I have discussed elsewhere my initial implementation of MapReduce as a monadic operation that works in parallel processes on a single machine. Here I take the first steps towards analysing what else is needed to turn this into a working cloud based system.
The basics
As I showed in my paper on MapReduce, nearly all massively parallel algorithms are some kind of version of the basic scatter-gather approach.
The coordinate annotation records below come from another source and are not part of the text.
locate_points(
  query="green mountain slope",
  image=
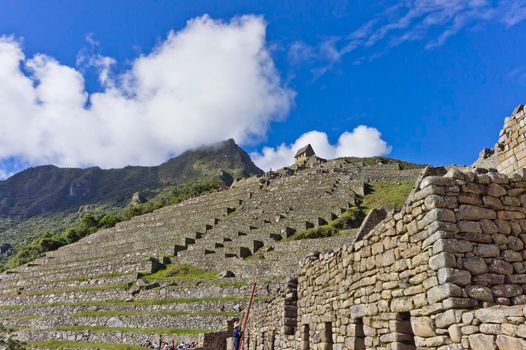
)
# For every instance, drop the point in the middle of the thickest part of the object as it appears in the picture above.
(48, 198)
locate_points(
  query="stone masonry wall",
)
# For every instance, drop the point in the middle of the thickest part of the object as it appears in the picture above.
(446, 272)
(511, 147)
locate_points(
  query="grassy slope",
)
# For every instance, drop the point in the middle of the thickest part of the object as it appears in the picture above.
(378, 194)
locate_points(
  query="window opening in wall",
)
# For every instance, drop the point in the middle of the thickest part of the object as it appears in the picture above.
(359, 335)
(405, 328)
(306, 337)
(327, 336)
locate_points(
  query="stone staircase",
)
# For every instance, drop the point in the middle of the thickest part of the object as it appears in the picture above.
(87, 291)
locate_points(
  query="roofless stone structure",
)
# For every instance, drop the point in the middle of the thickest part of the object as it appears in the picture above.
(446, 272)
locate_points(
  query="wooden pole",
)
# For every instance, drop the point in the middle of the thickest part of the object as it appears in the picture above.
(245, 319)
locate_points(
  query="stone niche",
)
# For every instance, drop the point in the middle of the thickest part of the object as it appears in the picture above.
(448, 271)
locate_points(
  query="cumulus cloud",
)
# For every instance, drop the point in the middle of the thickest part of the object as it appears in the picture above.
(210, 81)
(363, 141)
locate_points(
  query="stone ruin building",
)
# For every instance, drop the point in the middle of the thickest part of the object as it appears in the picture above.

This works as follows:
foreach processing step divide data into chunks give chunks to processing units processing units transform data gather results from processing units concatenate to form next step's data
It’s useful to reformulate this from the processing unit’s point of view, so we get:
foreach processing step request chunk of data while chunk allocated get chunk transform chunk set transformed chunk request chunk of data
This makes it clear that scatter-gather requires two basic distributed services.
The services
The datastore
First we need a simple central datastore that:
- Accepts chunks and concatenates them together to form a complete dataset
- Can return the complete dataset when asked to
This service is, of course, little more than a mildly intelligent front end on a database table.
Note that in standard MapReduce, the partitioning of data into chunks is performed by the central datastore. In view of our desire to run generalised MapReduce, we have to send the entire dataset to all processing nodes. In fact, if this is handled sensibly (e.g. via IP multicast) then there is no difference in network loading at all.
The broker
Next we need a broker, whose job is simply to wait for processing nodes to ask for chunks to be assigned to them, and either to do so or to inform them that the step is finished and they should proceed to the next step. So the broker has to:
- Keep a track on how many processing nodes there are
- Decide how many chunks to divide each step into
- Wait for nodes to request chunks and hand them off one by one
- Decide when the step is completed
There is also a processing node component to the broker, which in each step accepts the processing function, asks for a chunk and waits for a response. If a chunk is forthcoming, it gets the data, applies the function, puts back the result and asks for another chunk. If none is forthcoming it goes on to the next step, accepting a new processing function and proceeding as before.
This structure suggests that in fact what we have here is some kind of distributed monad or related structure. Indeed, as it is clearly stateful, it is more or less inevitable that it should be.
The next step
I have made some observations about implementation, noting that the datastore is a glorified database table, and the broker could be a kind of monad. In my next piece I will follow up on this, and discuss (at a high level) some aspects of how exactly the services could be built.
Have you seen the recent paper, “Haskell for the Cloud”, http://research.microsoft.com/en-us/um/people/simonpj/papers/parallel/remote.pdf
Thank you. That looks like a good basis on which to build what I want (I had been intending to use http://hackage.haskell.org/package/epass as infrastructure, but this looks much more like what I want.